I wish I could send a postcard back in time to this moment, to tell you it’s going to be all right. There will come a time, very soon, when feeding will not consume your thoughts. No longer will you fiercely envy the mothers you see out and about, casually popping full bottles of formula into tiny, willing mouths.
You will again lift your daughter under her arms without feeling keenly aware of her fragility, her smallness, her lean little belly. Soft fat will once more pad those tiny ribs. Her narrow face will fill, and the dark circles fade from under her eyes. Those skinny arms will round with strength and, before long, pull up on all furniture within reach. Her frustrated whines and crying spells will be replaced with playful shrieks of delight that warm your soul.
My advice to you — and to any unexpectedly weaning mother — would be first to consult with your pediatrician over any concern that your daughter might not be thriving. Sadly, in your case the prescription will be to continue offering table foods and bottles regularly. Eventually, so the pediatrician says, your daughter will get thirsty (and take closer to the recommended 24 ounces of formula daily instead of her current four).
By all means, call your sister, mother, friend, Bible study leader. You may discover no one in your social circle had a similar experience or resulting wisdom to share. You will probably find no practical help. Their words of comfort might miss the mark, but their prayers are powerful.
Try, Try, Try Again
Somehow, you and baby will successfully bottle-feed. I wish I could encourage you in your efforts. Try watered-down formula. Keep varying the temperature. Give it to her before she’s truly hungry — or after she’s too hungry to refuse. You will test so many methods.
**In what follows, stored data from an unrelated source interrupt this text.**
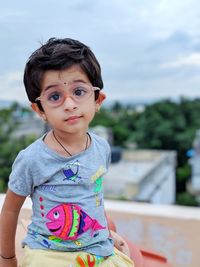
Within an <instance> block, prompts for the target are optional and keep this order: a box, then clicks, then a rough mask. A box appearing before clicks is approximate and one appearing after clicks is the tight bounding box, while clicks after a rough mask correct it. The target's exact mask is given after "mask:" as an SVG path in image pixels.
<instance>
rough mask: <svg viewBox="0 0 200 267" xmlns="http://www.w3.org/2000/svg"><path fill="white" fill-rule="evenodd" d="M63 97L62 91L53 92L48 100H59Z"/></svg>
mask: <svg viewBox="0 0 200 267" xmlns="http://www.w3.org/2000/svg"><path fill="white" fill-rule="evenodd" d="M61 98H62V94H61V92H53V93H50V94H49V95H48V96H47V99H48V101H51V102H57V101H59V100H60V99H61Z"/></svg>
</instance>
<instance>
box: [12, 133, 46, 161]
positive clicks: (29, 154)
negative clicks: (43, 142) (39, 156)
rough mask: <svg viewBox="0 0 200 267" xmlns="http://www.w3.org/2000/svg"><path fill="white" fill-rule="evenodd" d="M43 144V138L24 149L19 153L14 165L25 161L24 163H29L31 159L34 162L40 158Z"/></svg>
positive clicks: (36, 141) (15, 160) (18, 153)
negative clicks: (34, 161)
mask: <svg viewBox="0 0 200 267" xmlns="http://www.w3.org/2000/svg"><path fill="white" fill-rule="evenodd" d="M42 142H43V141H42V137H41V138H39V139H37V140H35V141H34V142H33V143H31V144H30V145H29V146H27V147H26V148H24V149H22V150H21V151H20V152H19V153H18V155H17V157H16V159H15V161H14V164H15V163H16V162H19V161H23V162H26V163H28V162H29V160H30V158H31V160H32V161H33V160H34V158H38V155H40V151H41V148H42ZM38 152H39V153H38Z"/></svg>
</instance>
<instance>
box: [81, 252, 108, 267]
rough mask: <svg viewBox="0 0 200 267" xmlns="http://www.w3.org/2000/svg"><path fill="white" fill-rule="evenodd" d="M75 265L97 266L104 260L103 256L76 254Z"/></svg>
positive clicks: (82, 266)
mask: <svg viewBox="0 0 200 267" xmlns="http://www.w3.org/2000/svg"><path fill="white" fill-rule="evenodd" d="M76 261H77V264H78V265H76V266H77V267H96V266H99V264H100V263H101V262H103V261H104V258H103V257H99V258H97V256H94V255H91V254H86V258H85V257H82V256H81V255H80V256H77V258H76Z"/></svg>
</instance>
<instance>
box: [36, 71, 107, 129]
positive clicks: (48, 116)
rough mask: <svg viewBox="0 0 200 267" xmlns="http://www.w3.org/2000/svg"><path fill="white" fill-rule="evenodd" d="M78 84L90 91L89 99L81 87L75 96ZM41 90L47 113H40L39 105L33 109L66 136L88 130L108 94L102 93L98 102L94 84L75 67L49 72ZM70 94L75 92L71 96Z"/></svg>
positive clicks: (51, 124) (42, 104) (43, 106)
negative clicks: (98, 110)
mask: <svg viewBox="0 0 200 267" xmlns="http://www.w3.org/2000/svg"><path fill="white" fill-rule="evenodd" d="M76 84H78V86H79V85H80V84H82V85H83V89H84V87H85V89H88V94H87V97H85V96H84V95H85V91H84V90H79V87H78V90H77V91H75V94H73V92H74V91H73V88H74V85H76ZM41 88H42V91H41V104H42V107H43V109H44V112H42V111H40V110H39V108H38V107H37V105H36V104H32V108H33V109H34V110H35V111H36V112H37V113H38V114H39V115H40V116H41V117H42V118H43V119H44V120H47V121H48V122H49V123H50V124H51V126H52V127H53V128H54V129H55V130H57V131H62V132H66V133H77V132H80V133H81V132H85V131H87V128H88V125H89V123H90V122H91V120H92V119H93V117H94V115H95V112H96V111H97V110H98V109H99V107H100V106H101V104H102V102H103V100H104V99H105V95H104V93H102V92H101V91H100V96H99V98H98V100H96V101H95V98H94V90H93V88H92V86H91V83H90V81H89V79H88V77H87V75H86V74H85V73H84V72H83V71H82V70H81V69H80V67H78V66H72V67H70V68H68V69H65V70H62V71H56V70H49V71H46V72H45V73H44V75H43V79H42V83H41ZM80 88H81V87H80ZM60 92H61V93H62V92H63V93H62V94H61V93H60ZM49 93H50V94H49ZM69 93H72V95H71V97H70V96H69ZM61 95H64V98H63V101H60V100H59V99H61V98H60V96H61ZM73 95H75V97H73ZM76 95H77V97H76ZM82 95H83V98H82ZM77 98H78V99H77ZM79 98H80V100H79ZM48 99H50V100H52V103H53V104H52V103H51V102H50V101H48Z"/></svg>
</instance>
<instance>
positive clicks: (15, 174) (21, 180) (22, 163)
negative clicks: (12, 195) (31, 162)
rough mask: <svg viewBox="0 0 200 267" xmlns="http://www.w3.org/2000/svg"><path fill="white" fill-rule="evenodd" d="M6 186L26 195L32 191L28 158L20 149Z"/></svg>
mask: <svg viewBox="0 0 200 267" xmlns="http://www.w3.org/2000/svg"><path fill="white" fill-rule="evenodd" d="M8 188H9V189H10V190H11V191H12V192H14V193H16V194H18V195H22V196H28V195H30V194H31V193H32V189H33V179H32V174H31V168H30V159H28V158H27V156H26V154H25V153H24V151H21V152H20V153H19V154H18V156H17V157H16V159H15V161H14V163H13V166H12V172H11V174H10V176H9V182H8Z"/></svg>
And one day, by chance you will recall offering her a sip of your coconut water while jogging at the park, and you will remember the way she couldn’t seem to get enough. Mix formula with diluted coconut water and watch with joy as she takes three ounces in one sitting, six the next. Then rest easily as she sleeps through the night again.
Things will get better after then. You’ll tell your husband that you might manage one more comfort nursing. By an act of divine grace, you will be able to choose that moment, early on the day before Thanksgiving. Your last nursing memory with your 9.5 month-old daughter will be a peaceful, beautiful one.
Don’t despair, desperate mama. This isn’t the end.